During a Tuesday interview on MSNBC's "Morning Joe," Sen. Coburn aired his feelings regarding Apple's use of offshore holdings to avoid paying high tax rates in countries like the U.S. and England, reports Business Insider.
The senator said that he was "livid" about the situation, referring to a New York Times piece that claims Apple uses various tax loopholes to save billions of dollars each year.
"Why should Apple pay at 10 percent and some other company that can't export their technology ... why are they paying 35 percent?" Sen. Coburn said.
According to the Times report, the iPad maker pays a tax rate of only 9.8 percent, though some have questioned the calculations quoted in the piece saying that the results are based on incorrect data.
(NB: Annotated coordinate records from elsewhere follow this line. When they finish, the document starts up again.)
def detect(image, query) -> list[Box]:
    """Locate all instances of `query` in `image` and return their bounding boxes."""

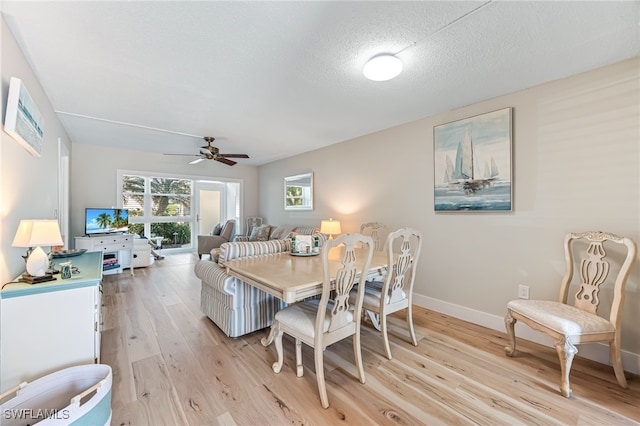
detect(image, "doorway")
[194,181,226,235]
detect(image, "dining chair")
[272,234,373,408]
[504,232,636,398]
[351,228,422,359]
[360,222,389,251]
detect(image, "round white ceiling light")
[362,55,402,81]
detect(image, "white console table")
[76,234,133,275]
[0,252,102,392]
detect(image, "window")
[118,170,241,249]
[122,174,193,248]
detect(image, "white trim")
[413,293,640,374]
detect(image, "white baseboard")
[413,293,640,374]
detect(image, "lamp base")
[27,246,49,277]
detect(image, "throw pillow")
[269,225,295,240]
[249,225,271,241]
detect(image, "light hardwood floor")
[101,254,640,426]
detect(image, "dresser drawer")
[91,235,133,249]
[93,242,131,251]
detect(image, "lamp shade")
[11,219,63,277]
[11,219,63,247]
[320,219,342,235]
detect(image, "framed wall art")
[284,172,313,210]
[4,77,44,157]
[433,108,513,212]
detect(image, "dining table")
[224,246,388,346]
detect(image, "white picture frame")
[4,77,44,157]
[284,172,313,210]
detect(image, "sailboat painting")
[433,108,512,211]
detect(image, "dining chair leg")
[313,346,329,408]
[353,330,365,383]
[271,322,284,373]
[365,311,380,331]
[296,339,304,377]
[380,315,392,359]
[504,310,517,356]
[609,340,627,389]
[407,303,418,346]
[555,336,578,398]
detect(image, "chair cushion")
[349,281,407,306]
[249,225,271,241]
[507,299,615,335]
[275,299,353,338]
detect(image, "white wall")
[259,58,640,372]
[71,141,258,240]
[0,18,70,283]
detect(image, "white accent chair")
[504,232,636,398]
[351,228,422,359]
[271,234,373,408]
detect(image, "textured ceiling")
[0,1,640,167]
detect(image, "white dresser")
[75,234,133,275]
[0,252,102,392]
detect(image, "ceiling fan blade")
[214,157,236,166]
[218,154,249,158]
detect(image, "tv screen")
[84,208,129,235]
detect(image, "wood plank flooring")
[101,254,640,426]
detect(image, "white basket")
[0,364,112,426]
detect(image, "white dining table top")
[224,247,387,303]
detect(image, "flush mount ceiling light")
[362,55,402,81]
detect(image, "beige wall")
[259,59,640,372]
[0,18,70,283]
[71,141,258,240]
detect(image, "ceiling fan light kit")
[165,136,249,166]
[362,54,402,81]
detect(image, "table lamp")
[320,218,342,240]
[11,219,63,277]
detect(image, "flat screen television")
[84,208,129,235]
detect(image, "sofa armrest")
[198,235,229,256]
[218,240,291,266]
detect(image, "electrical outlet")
[518,284,529,299]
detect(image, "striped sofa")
[195,234,326,337]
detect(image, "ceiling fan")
[165,136,249,166]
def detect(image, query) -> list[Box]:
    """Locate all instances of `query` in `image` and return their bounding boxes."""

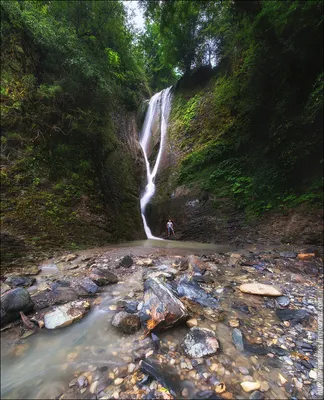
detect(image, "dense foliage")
[143,1,323,215]
[1,0,149,258]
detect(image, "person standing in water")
[167,219,174,237]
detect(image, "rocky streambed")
[1,241,323,399]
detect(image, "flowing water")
[1,240,316,399]
[1,239,229,399]
[140,87,171,240]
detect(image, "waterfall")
[140,87,171,240]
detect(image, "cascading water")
[140,87,171,240]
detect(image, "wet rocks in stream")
[71,277,99,296]
[5,275,35,288]
[2,250,317,400]
[140,359,181,396]
[181,327,219,358]
[89,268,118,286]
[276,309,311,326]
[177,276,219,309]
[111,311,141,334]
[139,278,188,330]
[118,256,134,268]
[44,300,90,329]
[1,287,34,326]
[239,282,282,296]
Forbes claims that the Times "compared the profits in 2011 not with the taxes paid on profits from 2011. It has compared profits in 2011 with the taxes calculated on the basis of 2010′s profits."
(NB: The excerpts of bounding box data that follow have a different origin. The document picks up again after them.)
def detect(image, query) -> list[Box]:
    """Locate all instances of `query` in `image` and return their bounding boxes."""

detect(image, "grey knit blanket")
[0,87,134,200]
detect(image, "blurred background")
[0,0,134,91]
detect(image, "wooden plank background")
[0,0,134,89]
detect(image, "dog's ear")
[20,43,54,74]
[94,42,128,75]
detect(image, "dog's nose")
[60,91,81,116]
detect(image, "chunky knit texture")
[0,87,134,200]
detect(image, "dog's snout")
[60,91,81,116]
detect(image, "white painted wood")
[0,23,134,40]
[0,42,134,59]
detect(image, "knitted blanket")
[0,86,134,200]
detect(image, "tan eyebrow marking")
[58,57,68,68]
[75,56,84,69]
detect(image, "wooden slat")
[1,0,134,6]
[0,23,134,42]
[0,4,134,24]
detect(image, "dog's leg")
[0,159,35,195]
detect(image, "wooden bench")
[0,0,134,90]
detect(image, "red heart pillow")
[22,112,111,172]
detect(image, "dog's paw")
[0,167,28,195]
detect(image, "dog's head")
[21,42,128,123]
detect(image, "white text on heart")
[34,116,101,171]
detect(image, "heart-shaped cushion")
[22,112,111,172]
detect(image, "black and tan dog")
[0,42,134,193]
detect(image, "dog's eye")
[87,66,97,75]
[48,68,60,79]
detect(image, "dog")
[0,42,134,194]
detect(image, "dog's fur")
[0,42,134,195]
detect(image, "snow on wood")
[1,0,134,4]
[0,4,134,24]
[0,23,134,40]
Also critical of the calculations was Fox Business which said "the Times likely used a lower effective rate for Apple versus what the rate really is, which makes the story sound more shocking than it is."
In any case, Sen. Coburn used the opportunity to discuss the current tax code situation in America and alludes to a possible probe into the matter noting that he sent a letter to Sen. Carl Levin (D-Mich.) saying "we've gotta look at this."
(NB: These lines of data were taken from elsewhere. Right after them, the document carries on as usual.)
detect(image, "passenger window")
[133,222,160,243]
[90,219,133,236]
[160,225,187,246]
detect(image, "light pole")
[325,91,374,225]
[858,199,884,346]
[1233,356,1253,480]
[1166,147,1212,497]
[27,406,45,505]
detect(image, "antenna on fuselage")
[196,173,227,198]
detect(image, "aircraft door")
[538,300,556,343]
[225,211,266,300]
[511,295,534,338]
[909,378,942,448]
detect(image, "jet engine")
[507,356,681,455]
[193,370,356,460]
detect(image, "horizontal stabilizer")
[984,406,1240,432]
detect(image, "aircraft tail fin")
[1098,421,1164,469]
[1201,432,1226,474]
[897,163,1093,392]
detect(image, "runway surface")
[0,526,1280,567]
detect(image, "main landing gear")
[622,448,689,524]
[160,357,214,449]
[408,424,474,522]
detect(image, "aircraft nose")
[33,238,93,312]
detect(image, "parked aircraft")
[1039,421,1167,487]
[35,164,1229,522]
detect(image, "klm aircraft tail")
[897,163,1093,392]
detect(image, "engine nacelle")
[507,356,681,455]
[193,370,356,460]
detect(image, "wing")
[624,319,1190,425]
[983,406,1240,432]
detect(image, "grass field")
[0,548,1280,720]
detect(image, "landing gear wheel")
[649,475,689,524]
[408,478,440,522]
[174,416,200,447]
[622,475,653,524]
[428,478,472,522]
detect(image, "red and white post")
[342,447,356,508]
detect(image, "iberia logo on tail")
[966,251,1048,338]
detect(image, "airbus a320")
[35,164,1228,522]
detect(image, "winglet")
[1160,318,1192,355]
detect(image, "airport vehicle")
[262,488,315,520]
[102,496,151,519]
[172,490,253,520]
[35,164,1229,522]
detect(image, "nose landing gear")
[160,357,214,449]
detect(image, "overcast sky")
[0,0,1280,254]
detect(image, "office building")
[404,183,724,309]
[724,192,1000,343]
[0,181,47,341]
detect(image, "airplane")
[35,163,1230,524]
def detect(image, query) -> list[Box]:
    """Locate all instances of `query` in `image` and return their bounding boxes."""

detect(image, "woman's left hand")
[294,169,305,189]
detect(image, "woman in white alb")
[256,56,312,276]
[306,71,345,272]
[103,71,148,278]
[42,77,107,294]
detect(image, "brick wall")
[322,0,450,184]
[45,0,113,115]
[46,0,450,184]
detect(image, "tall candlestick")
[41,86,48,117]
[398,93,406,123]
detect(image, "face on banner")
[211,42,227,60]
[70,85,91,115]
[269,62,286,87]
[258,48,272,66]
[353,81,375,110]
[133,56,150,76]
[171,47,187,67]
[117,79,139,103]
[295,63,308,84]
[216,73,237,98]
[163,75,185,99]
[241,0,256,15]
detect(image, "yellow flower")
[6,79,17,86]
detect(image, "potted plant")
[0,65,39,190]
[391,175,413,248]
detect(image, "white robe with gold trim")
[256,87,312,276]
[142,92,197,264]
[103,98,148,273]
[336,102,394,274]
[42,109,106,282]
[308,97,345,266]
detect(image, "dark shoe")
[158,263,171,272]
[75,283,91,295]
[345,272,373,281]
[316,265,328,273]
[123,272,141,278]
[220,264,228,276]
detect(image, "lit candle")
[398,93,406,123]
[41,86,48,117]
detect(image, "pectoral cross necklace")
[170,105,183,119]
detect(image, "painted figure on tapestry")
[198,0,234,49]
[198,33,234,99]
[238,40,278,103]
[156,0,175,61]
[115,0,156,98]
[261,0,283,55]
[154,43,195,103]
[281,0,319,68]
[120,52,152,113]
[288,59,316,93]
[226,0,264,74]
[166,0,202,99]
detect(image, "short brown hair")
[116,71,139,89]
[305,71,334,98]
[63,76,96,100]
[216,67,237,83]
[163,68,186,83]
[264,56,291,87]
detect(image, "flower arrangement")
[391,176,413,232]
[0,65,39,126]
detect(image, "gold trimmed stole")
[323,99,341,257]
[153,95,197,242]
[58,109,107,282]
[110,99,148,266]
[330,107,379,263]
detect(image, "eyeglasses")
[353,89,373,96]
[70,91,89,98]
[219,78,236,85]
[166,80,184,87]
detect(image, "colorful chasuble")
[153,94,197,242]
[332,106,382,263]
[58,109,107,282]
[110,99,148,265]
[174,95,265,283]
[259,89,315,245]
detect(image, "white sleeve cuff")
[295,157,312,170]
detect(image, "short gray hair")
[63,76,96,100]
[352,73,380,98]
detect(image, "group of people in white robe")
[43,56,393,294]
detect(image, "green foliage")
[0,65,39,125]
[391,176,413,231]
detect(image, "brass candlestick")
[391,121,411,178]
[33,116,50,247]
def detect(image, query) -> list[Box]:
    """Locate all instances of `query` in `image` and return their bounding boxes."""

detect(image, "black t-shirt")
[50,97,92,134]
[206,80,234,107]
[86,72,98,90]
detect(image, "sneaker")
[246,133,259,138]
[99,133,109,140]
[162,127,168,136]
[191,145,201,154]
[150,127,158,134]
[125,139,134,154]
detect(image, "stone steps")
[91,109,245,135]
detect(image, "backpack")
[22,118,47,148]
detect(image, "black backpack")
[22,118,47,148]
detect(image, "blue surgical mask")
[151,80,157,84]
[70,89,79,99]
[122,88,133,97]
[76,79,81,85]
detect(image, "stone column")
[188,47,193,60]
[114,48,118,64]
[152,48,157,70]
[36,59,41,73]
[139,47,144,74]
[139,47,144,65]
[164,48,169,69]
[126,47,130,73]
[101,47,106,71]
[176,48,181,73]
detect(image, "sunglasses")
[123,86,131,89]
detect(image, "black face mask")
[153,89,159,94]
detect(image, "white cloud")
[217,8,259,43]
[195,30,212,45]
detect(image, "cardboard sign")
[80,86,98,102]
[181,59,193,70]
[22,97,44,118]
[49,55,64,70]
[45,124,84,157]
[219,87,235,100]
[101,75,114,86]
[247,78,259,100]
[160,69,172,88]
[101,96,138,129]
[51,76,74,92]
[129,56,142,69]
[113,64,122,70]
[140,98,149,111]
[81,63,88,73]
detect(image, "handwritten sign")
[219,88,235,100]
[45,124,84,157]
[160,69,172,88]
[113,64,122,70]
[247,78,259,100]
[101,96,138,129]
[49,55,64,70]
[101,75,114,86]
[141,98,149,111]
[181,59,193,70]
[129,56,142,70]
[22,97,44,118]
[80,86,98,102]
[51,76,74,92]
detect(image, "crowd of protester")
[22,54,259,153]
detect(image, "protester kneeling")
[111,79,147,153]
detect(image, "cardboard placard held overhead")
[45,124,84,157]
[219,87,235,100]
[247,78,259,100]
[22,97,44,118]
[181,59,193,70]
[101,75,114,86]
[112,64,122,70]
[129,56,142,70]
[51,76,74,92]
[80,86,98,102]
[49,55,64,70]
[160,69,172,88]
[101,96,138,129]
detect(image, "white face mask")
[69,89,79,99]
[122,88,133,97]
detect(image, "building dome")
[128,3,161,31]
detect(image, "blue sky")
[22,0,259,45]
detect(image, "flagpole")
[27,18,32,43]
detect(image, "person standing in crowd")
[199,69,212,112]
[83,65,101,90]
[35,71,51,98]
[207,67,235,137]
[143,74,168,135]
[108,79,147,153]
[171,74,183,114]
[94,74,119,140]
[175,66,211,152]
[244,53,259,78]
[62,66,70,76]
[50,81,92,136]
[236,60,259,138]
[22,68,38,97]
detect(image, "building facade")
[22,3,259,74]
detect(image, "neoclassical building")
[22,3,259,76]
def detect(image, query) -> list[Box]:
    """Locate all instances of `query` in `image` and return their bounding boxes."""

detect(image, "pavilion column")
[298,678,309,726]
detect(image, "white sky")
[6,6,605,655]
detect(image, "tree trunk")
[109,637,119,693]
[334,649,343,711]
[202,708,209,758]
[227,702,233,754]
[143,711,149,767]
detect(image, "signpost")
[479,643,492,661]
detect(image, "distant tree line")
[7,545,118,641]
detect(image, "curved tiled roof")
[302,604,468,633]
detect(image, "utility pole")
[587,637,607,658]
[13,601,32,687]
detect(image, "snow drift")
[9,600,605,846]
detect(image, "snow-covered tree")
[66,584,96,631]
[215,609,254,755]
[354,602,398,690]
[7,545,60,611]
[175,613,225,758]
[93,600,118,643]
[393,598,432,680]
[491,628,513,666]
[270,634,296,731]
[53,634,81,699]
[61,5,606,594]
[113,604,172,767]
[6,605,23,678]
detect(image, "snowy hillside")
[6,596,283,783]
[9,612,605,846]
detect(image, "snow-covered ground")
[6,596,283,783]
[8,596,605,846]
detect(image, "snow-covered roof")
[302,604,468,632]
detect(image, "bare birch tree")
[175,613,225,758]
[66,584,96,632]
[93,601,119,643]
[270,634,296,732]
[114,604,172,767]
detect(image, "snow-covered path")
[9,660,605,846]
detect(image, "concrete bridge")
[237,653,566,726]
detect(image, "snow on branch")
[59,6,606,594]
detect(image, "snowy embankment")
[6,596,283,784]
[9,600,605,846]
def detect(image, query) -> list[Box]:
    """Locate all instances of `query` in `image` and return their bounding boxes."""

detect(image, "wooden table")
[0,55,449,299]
While Coburn agrees that there should be incentives for multi-national corporations like Apple to invest worldwide profits in domestic enterprise, he wants to close so-called "loopholes" in the current tax code that allow for tax havens. He mentions Apple's use of its Ireland headquarters and a Caribbean-based offshoot to shelter the company from high tax rates.
Morning Joe co-host Mika Brzezinski asked specifically about a repatriation holiday in which large companies can bring capital back into the U.S. with a lower tax rate in return for certain investment promises like job creation, an event that occurred in 2004 with little effect. In response, Sen. Coburn said that he would support such an initiative as long as stricter controls are placed on money movement.
"You can't just do that, you gotta reform the tax code," Sen. Coburn said. "If [the U.S. doesn't] reform [its] corporate tax code We're in a global economy, we're not competetive now, we now have the highest corporate tax in the world and only those that have intellectual property that can move the location of that intellectual property offshore can get [tax rates] down."
Sen. Coburn goes on to say that the U.S. needs to rid its tax code of loopholes that allow the "well endowed" to avoid high rates.
"Let's clean it out," Sen. Coburn said. "Let's make it transparent. And let's make it fair."